Trans-Global Punk Scenes (Book)

The Punk Reader Volume 2

Critical engagement with local, national and trans-global contemporary punk scenes across countries and regions including New Zealand, Indonesia, South Africa, Siberia and the Philippines. Includes thematic discussions on the evolution and adaptation of subcultural styles, punk demographics and the notion of punk identity. 50 b/w illus.

Category: Music
Series: Global Punk

Edition

This new collection is the second in the Global Punk series.

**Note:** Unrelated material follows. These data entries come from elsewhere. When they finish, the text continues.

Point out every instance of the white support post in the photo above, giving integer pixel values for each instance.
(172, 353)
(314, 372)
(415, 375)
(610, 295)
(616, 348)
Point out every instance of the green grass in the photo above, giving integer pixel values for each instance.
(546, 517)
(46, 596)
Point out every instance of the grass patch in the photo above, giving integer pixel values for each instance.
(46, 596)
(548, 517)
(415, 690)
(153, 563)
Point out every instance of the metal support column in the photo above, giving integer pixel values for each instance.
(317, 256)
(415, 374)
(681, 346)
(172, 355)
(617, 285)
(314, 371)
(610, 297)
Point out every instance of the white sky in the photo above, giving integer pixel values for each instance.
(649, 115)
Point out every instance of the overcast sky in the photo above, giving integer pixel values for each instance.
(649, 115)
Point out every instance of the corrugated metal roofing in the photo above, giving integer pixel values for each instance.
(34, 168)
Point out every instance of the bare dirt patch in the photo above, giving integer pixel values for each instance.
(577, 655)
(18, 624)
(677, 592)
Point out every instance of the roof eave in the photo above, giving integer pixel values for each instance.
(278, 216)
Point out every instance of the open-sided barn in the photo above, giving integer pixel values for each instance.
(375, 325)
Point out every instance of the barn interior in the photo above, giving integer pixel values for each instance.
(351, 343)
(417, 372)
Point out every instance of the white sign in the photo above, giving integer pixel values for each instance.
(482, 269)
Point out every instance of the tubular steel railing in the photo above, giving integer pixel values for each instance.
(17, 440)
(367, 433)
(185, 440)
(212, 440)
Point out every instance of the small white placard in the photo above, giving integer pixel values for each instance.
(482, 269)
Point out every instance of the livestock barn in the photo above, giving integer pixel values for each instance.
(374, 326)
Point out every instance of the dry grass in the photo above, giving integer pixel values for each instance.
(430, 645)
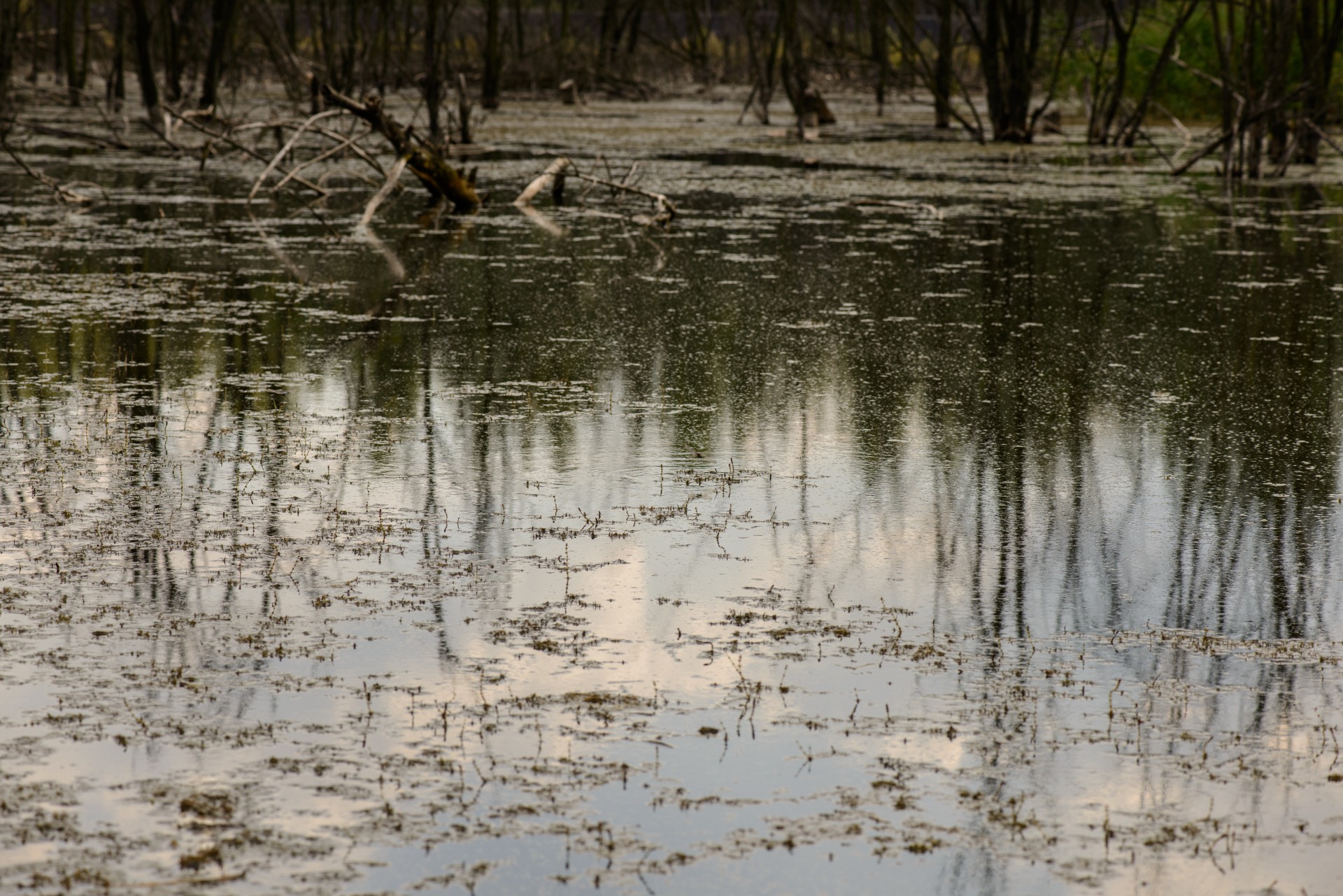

Following the publication of the first volume the series editors invited proposals for a second volume, and selected contributions from a range of interdisciplinary areas, including cultural studies, musicology, ethnography, art and design, history and the social sciences.

This collection extends the theme into new territories, with a particular emphasis on contemporary global punk scenes, post-2000, reflecting upon the notion of origin, music(s), identity, careers, membership and circulation.

This area of subcultural studies is far less documented than more ‘historical’ work related to earlier punk scenes and subcultures of the late 1970s and early 1980s. This new volume covers countries and regions including New Zealand, Indonesia, Cuba, Ireland, South Africa, Siberia and the Philippines, alongside thematic discussions relating to trans-global scenes, the evolution of subcultural styles, punk demographics and the notion of punk identity across cultural and geographic boundaries.

The book series adopts an essentially analytical perspective, raising questions over the dissemination of punk scenes and their form, structure and contemporary cultural significance in the daily lives of an increasing number of people around the world.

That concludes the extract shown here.